Frequently Asked Questions
What inventory valuation method should Kenyan used-car dealers use?
Specific identification is the recommended method because each vehicle is tracked individually from purchase to sale and no two cars share identical cost structures or condition. FIFO has only limited use and weighted average is not suitable for this industry.
What costs make up a vehicle's landed cost?
Landed cost includes the purchase price, freight and shipping, import and excise duty, port and clearing fees, insurance, and foreign exchange differences. For example, a vehicle bought at KES 800,000 may exceed KES 1.4 million after all import-related costs.
Which refurbishment costs are capitalized versus expensed?
Capitalize major work such as engine overhauls, major body repairs, transmission replacement, and full repainting because it adds to inventory value.

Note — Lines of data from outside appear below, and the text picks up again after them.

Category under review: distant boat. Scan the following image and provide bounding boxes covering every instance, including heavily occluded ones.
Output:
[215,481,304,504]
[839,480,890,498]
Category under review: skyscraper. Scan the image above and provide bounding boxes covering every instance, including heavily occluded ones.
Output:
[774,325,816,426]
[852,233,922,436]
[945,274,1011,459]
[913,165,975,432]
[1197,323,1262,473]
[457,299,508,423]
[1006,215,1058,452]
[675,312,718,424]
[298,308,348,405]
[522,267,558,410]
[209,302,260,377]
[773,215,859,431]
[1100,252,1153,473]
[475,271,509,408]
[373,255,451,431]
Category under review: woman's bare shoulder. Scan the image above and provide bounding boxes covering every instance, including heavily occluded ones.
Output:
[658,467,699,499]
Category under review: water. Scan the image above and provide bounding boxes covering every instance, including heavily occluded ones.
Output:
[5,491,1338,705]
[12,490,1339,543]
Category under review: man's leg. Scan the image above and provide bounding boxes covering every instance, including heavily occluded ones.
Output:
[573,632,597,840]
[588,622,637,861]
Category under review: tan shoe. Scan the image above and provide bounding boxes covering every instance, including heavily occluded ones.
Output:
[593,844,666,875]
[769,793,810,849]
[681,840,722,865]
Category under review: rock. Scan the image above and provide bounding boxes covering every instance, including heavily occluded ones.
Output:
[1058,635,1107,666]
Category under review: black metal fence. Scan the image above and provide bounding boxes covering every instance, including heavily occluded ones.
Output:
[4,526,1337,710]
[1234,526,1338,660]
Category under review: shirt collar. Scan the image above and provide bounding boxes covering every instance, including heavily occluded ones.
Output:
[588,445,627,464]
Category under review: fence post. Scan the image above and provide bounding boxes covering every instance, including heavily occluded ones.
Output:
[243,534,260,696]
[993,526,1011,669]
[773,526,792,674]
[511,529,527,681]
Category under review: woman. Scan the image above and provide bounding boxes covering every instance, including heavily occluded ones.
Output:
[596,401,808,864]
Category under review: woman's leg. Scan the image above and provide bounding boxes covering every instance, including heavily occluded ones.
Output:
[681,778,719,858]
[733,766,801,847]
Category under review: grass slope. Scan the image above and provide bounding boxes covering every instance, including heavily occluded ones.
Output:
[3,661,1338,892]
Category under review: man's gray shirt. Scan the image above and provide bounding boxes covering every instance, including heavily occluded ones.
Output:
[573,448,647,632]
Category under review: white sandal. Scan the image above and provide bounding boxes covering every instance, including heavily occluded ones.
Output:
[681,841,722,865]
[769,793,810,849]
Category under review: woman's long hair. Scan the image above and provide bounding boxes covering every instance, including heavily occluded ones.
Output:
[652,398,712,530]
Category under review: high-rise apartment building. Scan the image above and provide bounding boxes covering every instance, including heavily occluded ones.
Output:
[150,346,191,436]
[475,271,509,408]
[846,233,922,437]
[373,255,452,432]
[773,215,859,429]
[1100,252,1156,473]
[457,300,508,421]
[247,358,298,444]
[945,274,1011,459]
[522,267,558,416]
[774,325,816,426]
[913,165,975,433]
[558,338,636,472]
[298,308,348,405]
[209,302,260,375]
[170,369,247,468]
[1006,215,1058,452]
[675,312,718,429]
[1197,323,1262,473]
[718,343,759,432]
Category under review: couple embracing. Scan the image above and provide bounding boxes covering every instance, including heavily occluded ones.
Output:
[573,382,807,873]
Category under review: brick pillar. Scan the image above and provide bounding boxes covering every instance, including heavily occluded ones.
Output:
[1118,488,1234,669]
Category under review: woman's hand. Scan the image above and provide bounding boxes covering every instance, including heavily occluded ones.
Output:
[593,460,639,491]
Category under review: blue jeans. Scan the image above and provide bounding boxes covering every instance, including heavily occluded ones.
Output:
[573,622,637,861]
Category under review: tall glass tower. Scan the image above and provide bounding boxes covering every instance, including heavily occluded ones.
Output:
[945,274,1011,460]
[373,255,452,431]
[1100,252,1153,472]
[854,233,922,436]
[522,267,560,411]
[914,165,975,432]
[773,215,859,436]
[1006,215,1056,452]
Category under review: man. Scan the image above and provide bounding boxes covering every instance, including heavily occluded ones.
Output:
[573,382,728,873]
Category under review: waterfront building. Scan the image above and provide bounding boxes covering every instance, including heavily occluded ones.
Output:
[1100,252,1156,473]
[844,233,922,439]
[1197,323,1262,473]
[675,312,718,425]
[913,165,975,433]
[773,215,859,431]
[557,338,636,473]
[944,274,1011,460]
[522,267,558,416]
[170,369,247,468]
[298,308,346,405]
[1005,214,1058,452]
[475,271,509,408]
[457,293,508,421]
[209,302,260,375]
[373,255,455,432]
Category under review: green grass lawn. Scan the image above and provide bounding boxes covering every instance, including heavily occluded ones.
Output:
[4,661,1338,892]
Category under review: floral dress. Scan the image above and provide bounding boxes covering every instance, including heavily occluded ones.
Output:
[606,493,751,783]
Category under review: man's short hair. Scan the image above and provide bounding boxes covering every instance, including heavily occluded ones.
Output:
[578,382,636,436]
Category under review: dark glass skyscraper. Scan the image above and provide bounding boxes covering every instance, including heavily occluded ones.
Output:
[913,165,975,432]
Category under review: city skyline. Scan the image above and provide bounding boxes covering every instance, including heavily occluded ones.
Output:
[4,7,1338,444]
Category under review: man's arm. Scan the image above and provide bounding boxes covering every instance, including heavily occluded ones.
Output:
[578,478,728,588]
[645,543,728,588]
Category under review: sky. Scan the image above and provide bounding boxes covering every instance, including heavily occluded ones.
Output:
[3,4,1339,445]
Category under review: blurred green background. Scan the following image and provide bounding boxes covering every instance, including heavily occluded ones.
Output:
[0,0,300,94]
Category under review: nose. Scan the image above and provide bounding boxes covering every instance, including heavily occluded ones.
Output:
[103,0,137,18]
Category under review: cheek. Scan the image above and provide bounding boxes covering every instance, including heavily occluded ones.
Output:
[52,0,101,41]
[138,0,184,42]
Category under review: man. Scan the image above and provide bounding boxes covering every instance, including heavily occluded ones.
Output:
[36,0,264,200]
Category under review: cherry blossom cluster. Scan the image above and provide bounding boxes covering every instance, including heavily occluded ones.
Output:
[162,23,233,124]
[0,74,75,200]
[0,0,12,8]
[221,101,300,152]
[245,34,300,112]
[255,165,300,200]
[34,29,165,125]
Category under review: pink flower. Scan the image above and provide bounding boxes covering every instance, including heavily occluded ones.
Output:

Expense minor servicing, yard maintenance, cleaning, and administration. Incorrect classification distorts statements and can trigger tax adjustments.
How does eTIMS affect car dealership accounting in 2026?
From 1 January 2026, all expenses including vehicle purchases, import costs, refurbishment, and operational costs must be supported by valid eTIMS invoices. Any unsupported cost is automatically disallowed for tax, and accounting must align with real-time VAT reporting and digital audit trails.
What are the most common accounting mistakes for Nairobi car dealers?
Common mistakes include understating landed costs, misclassifying refurbishment expenses, missing eTIMS invoices, weak VIN-level tracking, mixing personal and business assets, and incorrect inventory valuation. These frequently lead to KRA audit adjustments and tax penalties.